Everywhere you turn, you hear about the pain at the pump, and who to blame for your troubles. What is missing from most news reports is how you personally can help to save gas and keep a little of that green in your wallet. Today I would like to focus on the mechanical aspects of your car and making sure it’s in tip-top shape.
Your engine is just like a big air pump, it’s job is to pump air. In the process your engine adds in some gasoline and lights it on fire. You need to make sure that the air is moving in and out of the engine with little to no restriction, and you need to make sure that all the gas that goes in gets burned. If you can do this, your engine will be as efficient as possible.
Air enters your engine through an air filter. The filter is designed to keep dirt and other contaminants out of your engine, which prevents premature wear. Most stock air filters are a compromise between their ability to filter and a longer service interval. New cotton filters from companies like K&N perform much better than your stock filter and can last the lifetime of your vehicle. There is one trade-off, you have to clean and oil the filter at a set interval. It’s best to do this at every oil change to keep your filter operating at peak efficiency. This process can be done with a hose and the special oil provided with the filter.
Once the air has entered your engine, it travels through the throttle body and into the intake. Overtime your throttle body accumulates carbon buildup and needs to be cleaned. If your engine has over 50,000 miles, I would get a can of throttle body cleaner and clean it. This can help how your engine idles and keep your engine operating at peak efficiency.

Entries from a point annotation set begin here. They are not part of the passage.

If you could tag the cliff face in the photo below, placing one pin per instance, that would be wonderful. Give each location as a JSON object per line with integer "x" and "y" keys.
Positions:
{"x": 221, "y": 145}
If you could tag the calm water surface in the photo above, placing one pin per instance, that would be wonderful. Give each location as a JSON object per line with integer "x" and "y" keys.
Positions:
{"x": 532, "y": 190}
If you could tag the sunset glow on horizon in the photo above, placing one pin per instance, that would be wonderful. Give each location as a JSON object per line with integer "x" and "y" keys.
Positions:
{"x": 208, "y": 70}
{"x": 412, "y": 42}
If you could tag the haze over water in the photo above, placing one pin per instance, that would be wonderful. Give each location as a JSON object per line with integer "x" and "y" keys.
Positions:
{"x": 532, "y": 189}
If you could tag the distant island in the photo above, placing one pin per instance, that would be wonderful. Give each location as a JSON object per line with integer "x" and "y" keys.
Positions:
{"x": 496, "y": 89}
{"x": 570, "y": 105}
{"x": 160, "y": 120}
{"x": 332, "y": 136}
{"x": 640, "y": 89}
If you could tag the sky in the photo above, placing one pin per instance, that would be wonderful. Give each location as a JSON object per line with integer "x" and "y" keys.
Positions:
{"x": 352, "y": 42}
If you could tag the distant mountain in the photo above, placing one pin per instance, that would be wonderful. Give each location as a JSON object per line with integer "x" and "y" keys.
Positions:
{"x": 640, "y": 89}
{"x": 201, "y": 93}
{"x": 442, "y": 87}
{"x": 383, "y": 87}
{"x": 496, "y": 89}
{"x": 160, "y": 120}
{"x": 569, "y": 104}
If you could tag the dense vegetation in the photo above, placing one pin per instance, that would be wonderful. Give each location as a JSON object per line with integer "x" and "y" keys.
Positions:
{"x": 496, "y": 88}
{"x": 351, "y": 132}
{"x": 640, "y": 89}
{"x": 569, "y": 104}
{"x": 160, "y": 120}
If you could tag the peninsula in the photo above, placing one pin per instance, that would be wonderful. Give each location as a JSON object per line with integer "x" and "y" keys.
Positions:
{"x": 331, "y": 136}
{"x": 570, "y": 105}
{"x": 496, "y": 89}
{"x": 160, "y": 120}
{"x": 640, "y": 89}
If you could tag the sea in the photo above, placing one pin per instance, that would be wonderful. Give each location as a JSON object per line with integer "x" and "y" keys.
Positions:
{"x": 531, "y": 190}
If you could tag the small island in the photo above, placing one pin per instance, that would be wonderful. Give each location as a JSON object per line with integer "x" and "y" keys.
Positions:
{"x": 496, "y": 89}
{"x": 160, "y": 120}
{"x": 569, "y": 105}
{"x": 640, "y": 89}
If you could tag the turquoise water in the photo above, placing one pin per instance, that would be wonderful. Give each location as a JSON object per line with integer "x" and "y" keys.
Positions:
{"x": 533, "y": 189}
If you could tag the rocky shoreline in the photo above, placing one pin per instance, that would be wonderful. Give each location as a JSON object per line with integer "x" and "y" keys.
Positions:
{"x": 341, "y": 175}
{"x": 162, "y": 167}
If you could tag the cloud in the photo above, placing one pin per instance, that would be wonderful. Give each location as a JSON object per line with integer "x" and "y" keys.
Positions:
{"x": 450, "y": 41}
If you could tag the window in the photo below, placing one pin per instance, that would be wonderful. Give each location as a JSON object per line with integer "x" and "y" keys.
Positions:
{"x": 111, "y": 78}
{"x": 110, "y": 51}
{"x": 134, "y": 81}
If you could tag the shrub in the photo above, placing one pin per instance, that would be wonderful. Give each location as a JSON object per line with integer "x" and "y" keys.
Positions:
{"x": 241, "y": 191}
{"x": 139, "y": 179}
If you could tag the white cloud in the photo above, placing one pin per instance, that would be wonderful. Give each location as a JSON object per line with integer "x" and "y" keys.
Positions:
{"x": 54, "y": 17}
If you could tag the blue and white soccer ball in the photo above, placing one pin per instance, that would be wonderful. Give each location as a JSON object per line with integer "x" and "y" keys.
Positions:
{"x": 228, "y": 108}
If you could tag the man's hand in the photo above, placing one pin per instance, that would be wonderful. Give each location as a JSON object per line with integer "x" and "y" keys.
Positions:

Your engine cannot run on air alone, and this is where the gas comes in. Just before entering the cylinder, the air gets a shot of gas from the fuel injectors. If your fuel injectors are clogged or stuck, too much or too little fuel will be injected. Regular use of a fuel injector cleaner added to a tank of fuel, can keep your injectors operating like new. If you have over 100,000 miles and have not used a fuel injector cleaner in the past, your mechanic can clean the injectors and most likely get them back to as-new condition.
Now that the air and gas is in your cylinder, the engine fires a spark plug to light the volatile mixture. This happens many times per second and in order for it to happen properly, your ignition system needs to be in good condition. If your spark plug wires are cracked or damaged, they can leak voltage to the engine block and prevent the spark plug from firing completely, or not at all. This can allow unburned gas to exit the engine and reduce the efficiency of your engine. Inspect your spark plug wires for signs of cracking or arcing and replace if you see any damage. Your engine’s spark plugs lead a tough life. They have to endure super high temperatures and very high voltages. The spark plug has an electrode and ground strap, which is separated by a specific distance. This distance is called the plug gap, and can widen with time as the two parts wear. As with air filters, auto manufactures compromise on spark plugs and make them last a long time but lose some efficiency. Most newer spark plug electrodes are made from Platinum, which wears like iron, but does not conduct electricity as well as copper. Older style copper plugs work better, but do not last as long since copper is soft compared to Platinum. I do not suggest you switch to copper plugs, but I would suggest changing plugs sooner than the recommended interval just to be safe. If your service manual suggests changing spark plugs at 75,000 miles, I would change them at 60,000 miles just to be safe.